LinearOperatorCollection

Purpose

This package contains a collection of linear operators that are in particular useful for multi-dimensional signal and image processing tasks. All operators are build using the LinearOperators.jl base type and derive from AbstractLinearOperator. For example this package provides operators for the FFT (Fast Fourier Transform) and its non-equidistant variant (NFFT), the DCT (Discrete Cosine Transform), and the Wavelet transform. This package, however, does not implement these transformation itself but uses established libraries for them. So in fact, LinearOperatorCollection's main purpose is to add a wrapper around low-level libraries like FFTW.jl and NFFT.jl, which allows to use the transformation as if they would be linear operators, i.e. implement Op * x, adjoint(Op) * x and the mul! based in-place variants of the former.

Installation

Within Julia, use the package manager to install this package:

using Pkg
Pkg.add("LinearOperatorCollection")

Usage

After loading the package one can construct an operator Op using the generic syntax

op = Op(T; kargs...) 

Here, T is the element type of the operator that usually should match the element type that the operator will later operate on.

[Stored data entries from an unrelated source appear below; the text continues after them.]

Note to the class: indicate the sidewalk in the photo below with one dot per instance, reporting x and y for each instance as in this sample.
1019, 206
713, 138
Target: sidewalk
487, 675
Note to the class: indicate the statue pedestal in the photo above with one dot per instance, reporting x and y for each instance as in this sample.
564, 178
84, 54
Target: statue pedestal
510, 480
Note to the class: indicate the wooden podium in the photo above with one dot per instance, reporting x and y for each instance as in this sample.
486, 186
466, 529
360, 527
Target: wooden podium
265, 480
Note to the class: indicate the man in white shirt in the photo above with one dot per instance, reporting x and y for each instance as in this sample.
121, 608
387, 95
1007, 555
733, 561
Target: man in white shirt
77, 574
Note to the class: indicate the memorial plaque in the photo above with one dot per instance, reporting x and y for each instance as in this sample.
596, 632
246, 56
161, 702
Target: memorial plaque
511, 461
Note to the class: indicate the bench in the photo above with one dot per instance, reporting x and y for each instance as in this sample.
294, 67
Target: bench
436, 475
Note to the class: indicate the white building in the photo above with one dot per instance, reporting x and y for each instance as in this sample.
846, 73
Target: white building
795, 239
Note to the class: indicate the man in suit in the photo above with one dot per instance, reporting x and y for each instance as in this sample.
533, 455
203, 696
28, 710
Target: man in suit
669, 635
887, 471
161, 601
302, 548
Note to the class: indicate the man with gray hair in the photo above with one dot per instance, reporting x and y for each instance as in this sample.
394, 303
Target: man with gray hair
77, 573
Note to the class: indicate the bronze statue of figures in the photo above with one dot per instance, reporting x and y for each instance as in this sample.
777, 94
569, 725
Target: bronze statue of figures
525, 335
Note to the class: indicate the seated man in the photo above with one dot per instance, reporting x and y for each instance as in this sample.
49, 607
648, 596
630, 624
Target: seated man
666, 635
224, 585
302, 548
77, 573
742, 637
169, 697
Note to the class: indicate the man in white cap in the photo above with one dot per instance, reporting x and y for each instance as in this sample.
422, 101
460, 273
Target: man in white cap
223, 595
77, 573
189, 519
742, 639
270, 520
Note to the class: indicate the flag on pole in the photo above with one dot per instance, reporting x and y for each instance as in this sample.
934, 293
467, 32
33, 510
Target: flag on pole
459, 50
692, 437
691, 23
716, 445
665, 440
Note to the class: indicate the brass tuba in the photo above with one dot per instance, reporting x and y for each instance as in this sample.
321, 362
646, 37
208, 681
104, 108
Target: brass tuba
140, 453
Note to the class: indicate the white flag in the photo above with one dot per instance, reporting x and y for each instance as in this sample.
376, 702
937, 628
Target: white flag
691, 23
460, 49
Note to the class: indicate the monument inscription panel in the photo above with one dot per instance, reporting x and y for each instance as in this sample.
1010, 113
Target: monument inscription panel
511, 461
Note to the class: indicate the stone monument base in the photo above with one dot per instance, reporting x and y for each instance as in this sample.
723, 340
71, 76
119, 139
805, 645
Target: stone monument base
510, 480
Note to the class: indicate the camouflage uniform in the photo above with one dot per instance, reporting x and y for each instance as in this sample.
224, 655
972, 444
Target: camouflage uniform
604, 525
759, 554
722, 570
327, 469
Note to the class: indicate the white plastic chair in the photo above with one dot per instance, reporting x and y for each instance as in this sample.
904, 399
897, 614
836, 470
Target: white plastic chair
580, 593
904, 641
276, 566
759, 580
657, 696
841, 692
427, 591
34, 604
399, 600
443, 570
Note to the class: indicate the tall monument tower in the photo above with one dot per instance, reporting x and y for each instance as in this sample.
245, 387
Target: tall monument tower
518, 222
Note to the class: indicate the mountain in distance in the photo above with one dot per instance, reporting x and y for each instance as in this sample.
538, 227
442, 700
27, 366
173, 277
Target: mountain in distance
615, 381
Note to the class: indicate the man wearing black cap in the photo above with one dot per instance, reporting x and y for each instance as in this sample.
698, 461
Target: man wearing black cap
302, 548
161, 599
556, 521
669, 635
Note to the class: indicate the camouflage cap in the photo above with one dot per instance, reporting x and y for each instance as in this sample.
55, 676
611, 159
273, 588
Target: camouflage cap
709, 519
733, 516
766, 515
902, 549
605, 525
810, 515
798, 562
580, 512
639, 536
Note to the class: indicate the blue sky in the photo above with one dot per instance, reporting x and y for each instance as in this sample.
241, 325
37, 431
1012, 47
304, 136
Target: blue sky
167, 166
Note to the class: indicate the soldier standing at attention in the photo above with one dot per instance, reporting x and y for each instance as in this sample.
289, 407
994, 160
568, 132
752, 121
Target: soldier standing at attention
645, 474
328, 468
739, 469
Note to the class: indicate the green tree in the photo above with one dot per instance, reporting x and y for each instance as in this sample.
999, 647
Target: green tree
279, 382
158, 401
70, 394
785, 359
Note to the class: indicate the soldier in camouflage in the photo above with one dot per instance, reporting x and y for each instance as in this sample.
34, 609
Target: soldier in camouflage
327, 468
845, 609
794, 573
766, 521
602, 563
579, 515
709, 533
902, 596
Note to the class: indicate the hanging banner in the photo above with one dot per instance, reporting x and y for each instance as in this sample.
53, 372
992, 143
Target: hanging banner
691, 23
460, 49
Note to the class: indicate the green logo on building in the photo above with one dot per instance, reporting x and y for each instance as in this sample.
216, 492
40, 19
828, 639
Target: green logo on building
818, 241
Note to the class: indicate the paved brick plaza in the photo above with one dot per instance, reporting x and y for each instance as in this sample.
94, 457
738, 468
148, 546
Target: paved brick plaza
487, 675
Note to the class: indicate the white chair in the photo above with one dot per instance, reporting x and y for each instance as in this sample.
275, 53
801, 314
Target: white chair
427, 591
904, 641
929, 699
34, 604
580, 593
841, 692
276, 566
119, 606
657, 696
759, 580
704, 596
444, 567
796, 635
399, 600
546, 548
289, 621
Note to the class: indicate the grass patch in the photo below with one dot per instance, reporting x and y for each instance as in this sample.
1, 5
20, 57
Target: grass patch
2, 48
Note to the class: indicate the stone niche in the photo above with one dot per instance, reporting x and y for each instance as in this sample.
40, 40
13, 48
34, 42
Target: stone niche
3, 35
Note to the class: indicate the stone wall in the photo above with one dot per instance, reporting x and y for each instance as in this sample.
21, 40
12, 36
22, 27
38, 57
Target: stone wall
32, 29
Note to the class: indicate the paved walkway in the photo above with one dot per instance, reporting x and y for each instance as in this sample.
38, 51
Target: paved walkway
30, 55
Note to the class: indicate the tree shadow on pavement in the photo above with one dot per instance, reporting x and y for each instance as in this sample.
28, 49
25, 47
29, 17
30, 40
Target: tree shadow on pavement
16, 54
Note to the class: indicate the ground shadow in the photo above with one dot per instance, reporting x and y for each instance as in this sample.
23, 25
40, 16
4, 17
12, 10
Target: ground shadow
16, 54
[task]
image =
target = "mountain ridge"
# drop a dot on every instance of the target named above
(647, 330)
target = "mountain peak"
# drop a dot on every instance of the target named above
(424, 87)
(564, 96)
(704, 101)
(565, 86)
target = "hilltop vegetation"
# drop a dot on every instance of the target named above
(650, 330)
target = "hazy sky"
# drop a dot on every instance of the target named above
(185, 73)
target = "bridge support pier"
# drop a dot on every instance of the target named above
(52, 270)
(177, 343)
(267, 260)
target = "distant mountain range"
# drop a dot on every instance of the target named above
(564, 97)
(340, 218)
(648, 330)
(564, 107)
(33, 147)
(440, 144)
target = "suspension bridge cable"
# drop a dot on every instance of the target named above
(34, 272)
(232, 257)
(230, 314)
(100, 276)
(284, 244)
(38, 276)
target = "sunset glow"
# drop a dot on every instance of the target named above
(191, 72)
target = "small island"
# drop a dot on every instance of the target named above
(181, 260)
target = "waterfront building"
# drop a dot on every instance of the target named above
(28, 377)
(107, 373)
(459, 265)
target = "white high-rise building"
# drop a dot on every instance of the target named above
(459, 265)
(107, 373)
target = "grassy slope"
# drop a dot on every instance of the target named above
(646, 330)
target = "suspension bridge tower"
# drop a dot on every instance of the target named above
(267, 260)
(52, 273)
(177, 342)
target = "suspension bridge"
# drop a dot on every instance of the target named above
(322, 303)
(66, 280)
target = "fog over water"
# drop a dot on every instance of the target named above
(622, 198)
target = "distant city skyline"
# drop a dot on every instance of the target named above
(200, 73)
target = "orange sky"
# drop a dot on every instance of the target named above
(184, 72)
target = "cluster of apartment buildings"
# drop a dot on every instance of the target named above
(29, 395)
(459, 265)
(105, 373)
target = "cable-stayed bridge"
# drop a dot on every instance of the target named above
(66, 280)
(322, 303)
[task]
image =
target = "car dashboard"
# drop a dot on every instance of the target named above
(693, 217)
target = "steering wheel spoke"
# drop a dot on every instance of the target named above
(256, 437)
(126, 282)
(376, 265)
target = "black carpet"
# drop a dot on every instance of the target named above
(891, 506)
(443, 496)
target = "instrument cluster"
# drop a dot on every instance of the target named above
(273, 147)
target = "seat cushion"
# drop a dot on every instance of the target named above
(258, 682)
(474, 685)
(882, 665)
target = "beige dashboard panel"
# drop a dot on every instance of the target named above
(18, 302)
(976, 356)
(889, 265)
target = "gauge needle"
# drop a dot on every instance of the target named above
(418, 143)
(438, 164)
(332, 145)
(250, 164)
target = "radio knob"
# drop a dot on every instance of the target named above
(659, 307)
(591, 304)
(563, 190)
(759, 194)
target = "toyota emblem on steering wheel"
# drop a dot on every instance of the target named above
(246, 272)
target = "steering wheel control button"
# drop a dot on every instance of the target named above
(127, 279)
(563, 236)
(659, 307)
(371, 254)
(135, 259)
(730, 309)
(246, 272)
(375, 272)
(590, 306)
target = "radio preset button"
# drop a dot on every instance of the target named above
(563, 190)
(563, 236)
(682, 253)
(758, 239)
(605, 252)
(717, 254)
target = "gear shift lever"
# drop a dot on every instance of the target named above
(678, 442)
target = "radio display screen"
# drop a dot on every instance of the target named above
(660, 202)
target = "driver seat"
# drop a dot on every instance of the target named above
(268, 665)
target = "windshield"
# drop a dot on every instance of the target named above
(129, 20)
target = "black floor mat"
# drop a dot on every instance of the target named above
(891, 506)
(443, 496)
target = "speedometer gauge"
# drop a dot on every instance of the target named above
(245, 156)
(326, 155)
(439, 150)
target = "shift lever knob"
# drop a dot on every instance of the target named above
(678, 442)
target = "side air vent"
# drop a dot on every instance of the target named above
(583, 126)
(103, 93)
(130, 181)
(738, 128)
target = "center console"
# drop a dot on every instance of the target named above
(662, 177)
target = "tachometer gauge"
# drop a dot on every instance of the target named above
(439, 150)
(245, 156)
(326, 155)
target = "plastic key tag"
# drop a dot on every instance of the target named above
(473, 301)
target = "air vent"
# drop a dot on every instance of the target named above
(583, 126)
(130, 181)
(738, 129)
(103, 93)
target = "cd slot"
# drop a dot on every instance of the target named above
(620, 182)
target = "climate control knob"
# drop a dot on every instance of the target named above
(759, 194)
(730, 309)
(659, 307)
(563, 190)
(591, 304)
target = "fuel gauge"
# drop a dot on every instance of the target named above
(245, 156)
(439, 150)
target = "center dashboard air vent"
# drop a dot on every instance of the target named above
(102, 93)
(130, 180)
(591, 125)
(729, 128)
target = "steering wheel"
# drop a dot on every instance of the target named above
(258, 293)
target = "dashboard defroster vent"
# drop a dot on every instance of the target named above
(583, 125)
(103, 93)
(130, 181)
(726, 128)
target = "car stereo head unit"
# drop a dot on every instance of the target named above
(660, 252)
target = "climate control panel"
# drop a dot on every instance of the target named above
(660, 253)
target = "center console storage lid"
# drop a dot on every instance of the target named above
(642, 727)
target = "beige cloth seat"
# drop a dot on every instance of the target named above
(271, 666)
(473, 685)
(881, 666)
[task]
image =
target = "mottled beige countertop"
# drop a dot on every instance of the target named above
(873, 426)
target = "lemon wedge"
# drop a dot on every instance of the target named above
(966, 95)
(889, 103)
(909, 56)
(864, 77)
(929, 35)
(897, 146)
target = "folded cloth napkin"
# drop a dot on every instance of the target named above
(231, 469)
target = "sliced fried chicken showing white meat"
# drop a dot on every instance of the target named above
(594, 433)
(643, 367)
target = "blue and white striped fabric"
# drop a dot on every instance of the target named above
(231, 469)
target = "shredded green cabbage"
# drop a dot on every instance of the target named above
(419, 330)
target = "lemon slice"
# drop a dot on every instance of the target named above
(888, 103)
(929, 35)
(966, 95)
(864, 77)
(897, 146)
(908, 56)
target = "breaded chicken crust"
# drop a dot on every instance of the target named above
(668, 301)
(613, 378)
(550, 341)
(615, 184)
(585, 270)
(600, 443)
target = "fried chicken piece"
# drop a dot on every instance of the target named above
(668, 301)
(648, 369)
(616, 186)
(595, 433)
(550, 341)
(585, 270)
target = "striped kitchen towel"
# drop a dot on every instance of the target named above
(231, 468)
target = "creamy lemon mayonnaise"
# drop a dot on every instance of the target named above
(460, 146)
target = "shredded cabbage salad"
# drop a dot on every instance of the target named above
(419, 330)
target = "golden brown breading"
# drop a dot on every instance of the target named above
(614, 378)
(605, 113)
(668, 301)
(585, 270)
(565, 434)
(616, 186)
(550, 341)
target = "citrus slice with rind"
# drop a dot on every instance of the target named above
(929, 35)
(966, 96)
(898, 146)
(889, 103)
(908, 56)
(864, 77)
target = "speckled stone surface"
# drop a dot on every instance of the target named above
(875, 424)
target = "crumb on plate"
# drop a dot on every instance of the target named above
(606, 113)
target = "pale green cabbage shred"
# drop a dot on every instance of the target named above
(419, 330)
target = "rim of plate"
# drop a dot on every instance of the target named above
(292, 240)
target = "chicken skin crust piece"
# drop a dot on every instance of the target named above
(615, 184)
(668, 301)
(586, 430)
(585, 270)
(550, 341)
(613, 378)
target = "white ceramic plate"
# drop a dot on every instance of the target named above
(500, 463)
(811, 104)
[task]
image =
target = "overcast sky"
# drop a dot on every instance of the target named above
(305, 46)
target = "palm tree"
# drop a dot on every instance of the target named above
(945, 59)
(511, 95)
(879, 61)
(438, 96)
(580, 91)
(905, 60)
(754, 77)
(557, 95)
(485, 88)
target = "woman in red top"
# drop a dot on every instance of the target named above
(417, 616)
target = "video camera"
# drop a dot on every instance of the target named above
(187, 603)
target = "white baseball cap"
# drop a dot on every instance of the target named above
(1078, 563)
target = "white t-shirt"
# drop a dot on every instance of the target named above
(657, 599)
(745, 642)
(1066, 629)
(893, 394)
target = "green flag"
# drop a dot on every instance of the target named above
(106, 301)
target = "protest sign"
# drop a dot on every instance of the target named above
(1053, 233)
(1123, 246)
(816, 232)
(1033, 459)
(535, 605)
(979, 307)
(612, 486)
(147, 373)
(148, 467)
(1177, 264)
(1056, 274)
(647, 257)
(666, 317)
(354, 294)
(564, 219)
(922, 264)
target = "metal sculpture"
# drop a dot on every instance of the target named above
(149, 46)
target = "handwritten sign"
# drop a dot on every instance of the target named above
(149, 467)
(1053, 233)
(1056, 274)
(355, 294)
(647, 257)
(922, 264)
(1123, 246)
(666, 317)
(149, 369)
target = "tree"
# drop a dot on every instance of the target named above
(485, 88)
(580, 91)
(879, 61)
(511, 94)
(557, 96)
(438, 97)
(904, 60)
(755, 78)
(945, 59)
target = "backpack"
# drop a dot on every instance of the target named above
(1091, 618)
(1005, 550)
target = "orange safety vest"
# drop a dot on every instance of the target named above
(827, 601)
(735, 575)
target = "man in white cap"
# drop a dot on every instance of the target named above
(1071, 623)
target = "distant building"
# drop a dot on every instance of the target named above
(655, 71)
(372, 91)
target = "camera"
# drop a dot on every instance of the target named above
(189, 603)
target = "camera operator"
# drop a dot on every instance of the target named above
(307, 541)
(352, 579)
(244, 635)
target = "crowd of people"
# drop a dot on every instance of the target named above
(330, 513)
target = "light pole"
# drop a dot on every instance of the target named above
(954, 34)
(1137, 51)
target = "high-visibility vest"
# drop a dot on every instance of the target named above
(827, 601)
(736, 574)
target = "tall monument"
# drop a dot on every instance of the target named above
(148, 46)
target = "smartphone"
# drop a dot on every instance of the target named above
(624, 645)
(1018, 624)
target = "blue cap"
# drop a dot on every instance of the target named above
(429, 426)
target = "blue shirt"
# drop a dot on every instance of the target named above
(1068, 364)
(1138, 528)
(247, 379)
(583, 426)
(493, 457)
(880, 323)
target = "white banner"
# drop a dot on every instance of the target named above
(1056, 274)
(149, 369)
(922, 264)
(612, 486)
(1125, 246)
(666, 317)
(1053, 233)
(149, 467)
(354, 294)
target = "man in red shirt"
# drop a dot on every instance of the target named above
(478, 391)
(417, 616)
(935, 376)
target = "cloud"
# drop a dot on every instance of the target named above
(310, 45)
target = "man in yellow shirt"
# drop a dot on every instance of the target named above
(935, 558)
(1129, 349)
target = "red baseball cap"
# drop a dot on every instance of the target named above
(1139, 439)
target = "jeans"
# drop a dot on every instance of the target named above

The keyword arguments are operator specific but there are some common parameters. For instance, most operators have a shape parameter, which encodes the size of the vector x, the operator is applied to

Extensions

To keep the load time of this package low, many operators are implemented using package extensions. For instance, in order to get the FFTOp, one needs to load not only LinearOperatorCollection but also FFTW:

using LinearOperatorCollection, FFTW

Small operators are implemented in LinearOperatorCollection directly.

Example

The following shows how to build a two dimensional FFT operator and apply it to an image:

using LinearOperatorCollection, FFTW, LinearAlgebra

N = (64, 64)
x = vec( rand(ComplexF64, N) ) # The image needs to be vectorized so that the operator can be applied

F = FFTOp(ComplexF64, shape=N, shift=true) # shift will apply fftshifts before and after the FFT

# apply operator
y = F * x
# apply the adjoint operator
z = adjoint(F) * y

# apply the in place variants, which do not allocate memory during the computation
mul!(y, F, x)
mul!(z, adjoint(F), x)

Implemented operators

Currently the following operators are implemented:

• WeightingOp: A diagonal weighting matrix
• SamplingOp: An operator which (sub)-samples the input vector
• NormalOp: An operator building the normal matrix A' W A in a lazy fashion
• GradientOp: An operator calculating the gradient along one or several directions
• FFTOp: An operator applying the fast Fourier transform
• DCTOp: An operator applying the discrete cosine transform
• DSTOp: An operator applying the discrete sine transform
• NFFTOp: An operator applying the non-equidistant fast Fourier transform
• WaveletOp: An operator applying the wavelet transformation

Factory method

One can also create operators using a factory method that takes as input the abstract type. The above operator can be also created by

F = createLinearOperator(FFTOp{ComplexF64}, shape=N, shift=true)

This is useful in cases where the operator should be exchangeable. A list of all implemented can be obtained by calling

list = linearOperatorList()